Workers pensions decline while bosses
 benefits soar

Jim Selby, AFL Staff

Workers’ pensions in the United States have been declining as companies reduce their support for pension benefits by abandoning traditional defined benefit plans for other forms of pensions.

A recent study shows that the amount of retirement money held by the typical household with people from 47 to 64 years old fell by 11% between 1983 and 1998. The study, by Professor E.N. Wolff of New York University, points out that the decline in working people’s pension savings occurred at the same time that companies were replacing defined benefit pension plans with RRSP style pension schemes.

"This is exactly why the labour movement has been warning people not to buy into employer proposals to switch from classic pension plans to defined contribution plans (RRSPs)," said Alberta Federation of Labour President Les Steel. "American companies have moved in this direction in order to increase profits, and that is why Canadian employers are interested as well."
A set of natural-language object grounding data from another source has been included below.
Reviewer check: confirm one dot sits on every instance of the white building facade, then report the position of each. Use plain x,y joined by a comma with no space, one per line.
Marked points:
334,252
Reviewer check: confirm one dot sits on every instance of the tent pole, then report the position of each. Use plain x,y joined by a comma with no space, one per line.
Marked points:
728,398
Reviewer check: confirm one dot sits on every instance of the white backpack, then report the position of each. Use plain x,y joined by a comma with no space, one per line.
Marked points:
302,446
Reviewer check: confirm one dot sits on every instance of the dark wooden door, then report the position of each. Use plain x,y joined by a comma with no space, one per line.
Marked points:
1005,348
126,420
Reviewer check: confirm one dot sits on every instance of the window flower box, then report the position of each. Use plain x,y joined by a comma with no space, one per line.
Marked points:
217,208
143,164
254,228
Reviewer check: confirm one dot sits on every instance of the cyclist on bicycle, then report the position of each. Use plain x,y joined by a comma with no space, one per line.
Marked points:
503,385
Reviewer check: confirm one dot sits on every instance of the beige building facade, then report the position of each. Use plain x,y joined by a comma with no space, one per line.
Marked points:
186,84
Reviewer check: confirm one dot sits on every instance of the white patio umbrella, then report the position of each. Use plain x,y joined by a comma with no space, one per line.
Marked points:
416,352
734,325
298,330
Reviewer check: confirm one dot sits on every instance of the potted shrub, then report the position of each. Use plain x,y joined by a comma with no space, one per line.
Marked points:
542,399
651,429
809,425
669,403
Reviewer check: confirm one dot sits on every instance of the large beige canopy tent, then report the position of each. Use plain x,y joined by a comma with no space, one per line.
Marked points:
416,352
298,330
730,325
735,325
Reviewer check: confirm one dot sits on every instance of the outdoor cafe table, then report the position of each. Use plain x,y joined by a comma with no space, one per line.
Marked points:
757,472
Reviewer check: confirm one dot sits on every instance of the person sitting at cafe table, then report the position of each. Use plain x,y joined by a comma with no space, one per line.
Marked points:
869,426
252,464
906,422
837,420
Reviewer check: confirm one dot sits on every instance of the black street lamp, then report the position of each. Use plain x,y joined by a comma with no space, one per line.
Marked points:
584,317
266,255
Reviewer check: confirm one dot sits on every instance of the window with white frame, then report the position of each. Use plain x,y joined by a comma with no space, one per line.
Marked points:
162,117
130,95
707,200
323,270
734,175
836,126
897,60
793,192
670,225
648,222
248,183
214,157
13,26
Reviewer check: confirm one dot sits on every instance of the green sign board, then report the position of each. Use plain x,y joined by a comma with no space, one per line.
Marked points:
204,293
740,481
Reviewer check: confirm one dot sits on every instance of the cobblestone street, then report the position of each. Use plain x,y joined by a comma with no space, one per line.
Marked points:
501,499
"The American experience shows that the best thing for working people is to stick with the traditional defined benefit pension plans – and to resist employer efforts to change to different pension schemes," concluded Steel.

The American study also indicates that, while employees pension savings were declining, executive pensions have become even richer. For example, recently retired IBM CEO Louis Gerstner is receiving a pension of $1.1 million per year. As one executive compensation company expert said; "Executive retirement plans and employee retirement plans are really no longer recognizable as related."